Open hunterowens opened 4 years ago
It's funny because the initial reason for staging was precisely because incoming data didn't match the final destination table schema. The tmp tables were "dump the raw incoming data here" targets, with transformations applied at the database level to convert to expected types.
Consider all the timestamp fields for example: the incoming type int
epoch milliseconds doesn't match the final destination type timestamptz
(assuming you're using Postgres and making that conversion vs. storing the raw value). It doesn't matter if pandas decides to infer a tmp timestamp column as int
or float
since we perform the cast/conversion explicitly when copying from tmp to final.
Maybe another option here is to ditch staging entirely, and enforce the schema via pandas/Dataframe semantics vs. the INSERT INTO... SELECT...FROM
dance. My pandas-fu is lacking in how to deal with e.g. our enumerated types.
The specific problem we were seeing is with the associated_trips
field. Since it is null
much of the time, Pandas seems to be defaulting to nullable-double
, which is not correct, and not castable to UUID.
Perhaps a way to satisfy both constraints here is to force all the columns of the temp table to be a TEXT
type (since they are coming from JSON text, typically). I think that should be castable to everything we care about, right?

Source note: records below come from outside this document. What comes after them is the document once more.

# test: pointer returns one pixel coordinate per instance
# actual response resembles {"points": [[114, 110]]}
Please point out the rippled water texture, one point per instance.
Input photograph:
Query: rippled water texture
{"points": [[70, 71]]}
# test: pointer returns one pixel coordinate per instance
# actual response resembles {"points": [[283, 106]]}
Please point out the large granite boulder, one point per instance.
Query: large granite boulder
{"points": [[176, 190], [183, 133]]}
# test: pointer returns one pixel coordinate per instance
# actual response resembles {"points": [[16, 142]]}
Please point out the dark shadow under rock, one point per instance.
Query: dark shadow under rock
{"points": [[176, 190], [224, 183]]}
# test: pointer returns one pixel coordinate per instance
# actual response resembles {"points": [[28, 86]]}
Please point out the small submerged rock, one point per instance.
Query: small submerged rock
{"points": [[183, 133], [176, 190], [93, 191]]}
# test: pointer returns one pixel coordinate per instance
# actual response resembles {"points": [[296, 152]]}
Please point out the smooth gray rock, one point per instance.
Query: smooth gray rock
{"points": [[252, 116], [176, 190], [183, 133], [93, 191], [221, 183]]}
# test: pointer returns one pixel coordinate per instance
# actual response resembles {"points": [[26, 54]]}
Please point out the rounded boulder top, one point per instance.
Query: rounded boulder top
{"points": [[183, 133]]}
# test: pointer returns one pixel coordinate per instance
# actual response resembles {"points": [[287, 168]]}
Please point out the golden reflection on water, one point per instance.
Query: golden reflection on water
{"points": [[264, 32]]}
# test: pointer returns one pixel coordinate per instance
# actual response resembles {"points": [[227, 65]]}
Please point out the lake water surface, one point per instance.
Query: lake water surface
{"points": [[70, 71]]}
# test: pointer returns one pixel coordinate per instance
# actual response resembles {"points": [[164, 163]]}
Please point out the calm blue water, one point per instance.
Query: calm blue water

With regards to Pandas -- it's type system is somewhat less expressive than PostgreSQL, though it has recently gained the ability to extend the type system via extension arrays. I don't think that is likely worth our time, though.
An aside, extension arrays have just landed in GeoPandas, which is very exciting!
@ian-r-rose null associated_trips
is why we originally introduced some of that preprocessing around adding missing nullable columns to the temp dataframe, and dtype-casting the associated_trips
column to object
. See #28 and the fix in #29. You're still getting errors related to this though?
Yes, the error looks very similar to #28 (though with uuid
instead of uuid[]
, natch). The fix from #29 should no longer be relevant, right?
The fix from #29 evolved but is still relevant, see https://github.com/CityofSantaMonica/mds-provider/blob/master/mds/db/db.py#L234 and specifically for this discussion https://github.com/CityofSantaMonica/mds-provider/blob/master/mds/db/db.py#L255
Is there a reason that you have cast it to 'object'
and not str
(at least in the case of MDS > 0.3.0)?
@ian-r-rose I think that is probably a left-over from MDS 0.2.x days when this was an array field. Would a cast to str
here fix your issue you think?
if using
stage_first
, tmp table schema is inferred from the dataframe.Rather, the tmp table schema should be copied from the table in which you are going to upsert from.